Augustine remained a Manichee from ages 19 to 29. His schooling completed, he returned home to Thagaste to teach rhetoric. Although his students often used the skills of persuasion Augustine taught them for dishonest ends—as Augustine confesses he did, too—he credits himself for "try[ing] to teach them honestly” (59). Still, this was a period of great sin. Augustine had begun living and sleeping with a woman whose name he never reveals. Though they were loyal to each other, the fact that they remained unwed keeps Augustine from viewing this arrangement as any more virtuous than the promiscuity that preceded it.
Augustine pursued astrology and poetry as hobbies. He tells of “some sorcerer fellow” who offered to make animal sacrifices to secure Augustine’s victory in a poetry contest (59), an offer that Augustine rejected, though he regrets that his rejection was not rooted in Christianity. When he won the contest anyway, the man who crowned him, a doctor of some sort, learned of Augustine’s interest in astrology and warned him away from it, advice Augustine attributes to God even if he remained unpersuaded.
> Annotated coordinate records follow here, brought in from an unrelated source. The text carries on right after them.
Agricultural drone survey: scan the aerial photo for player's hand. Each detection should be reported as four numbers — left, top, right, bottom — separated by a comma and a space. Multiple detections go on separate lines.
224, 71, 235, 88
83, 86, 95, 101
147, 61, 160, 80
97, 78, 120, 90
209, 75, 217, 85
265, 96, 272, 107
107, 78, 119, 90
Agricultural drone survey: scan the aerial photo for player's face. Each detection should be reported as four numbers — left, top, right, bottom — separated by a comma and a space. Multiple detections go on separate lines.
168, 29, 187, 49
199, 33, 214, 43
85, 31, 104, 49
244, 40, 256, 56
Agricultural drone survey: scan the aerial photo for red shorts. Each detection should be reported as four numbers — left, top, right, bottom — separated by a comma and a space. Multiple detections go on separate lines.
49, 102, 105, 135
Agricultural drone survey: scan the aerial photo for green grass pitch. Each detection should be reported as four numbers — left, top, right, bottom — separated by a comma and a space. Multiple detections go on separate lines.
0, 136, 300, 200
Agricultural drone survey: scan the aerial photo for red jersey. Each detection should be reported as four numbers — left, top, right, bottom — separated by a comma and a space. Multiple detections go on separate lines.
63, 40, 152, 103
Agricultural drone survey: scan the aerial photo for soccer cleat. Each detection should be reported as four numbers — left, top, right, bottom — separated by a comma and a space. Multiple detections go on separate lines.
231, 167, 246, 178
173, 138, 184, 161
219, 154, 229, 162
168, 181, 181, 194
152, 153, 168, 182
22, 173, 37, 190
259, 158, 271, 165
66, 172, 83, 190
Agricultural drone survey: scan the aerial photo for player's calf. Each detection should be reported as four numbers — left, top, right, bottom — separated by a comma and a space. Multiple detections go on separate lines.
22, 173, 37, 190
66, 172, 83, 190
Augustine’s dearest friend fell ill and died. The friend had been Christian until Augustine lured him to Manicheism. Insensible on his deathbed, he was baptized back into Christianity. Upon awaking, he repudiated Augustine and Manicheism. This death devastated Augustine. He regrets that he could not take refuge in God’s love. Instead, his only consolation was crying, and he spends some time wondering why such an act should bring comfort. Although he ridicules what he now considers excessive attachment to another imperfect mortal, his depression drove him from Thagaste back to Carthage. There, he distracted himself from his sorrows by cultivating new friendships of a similar sort.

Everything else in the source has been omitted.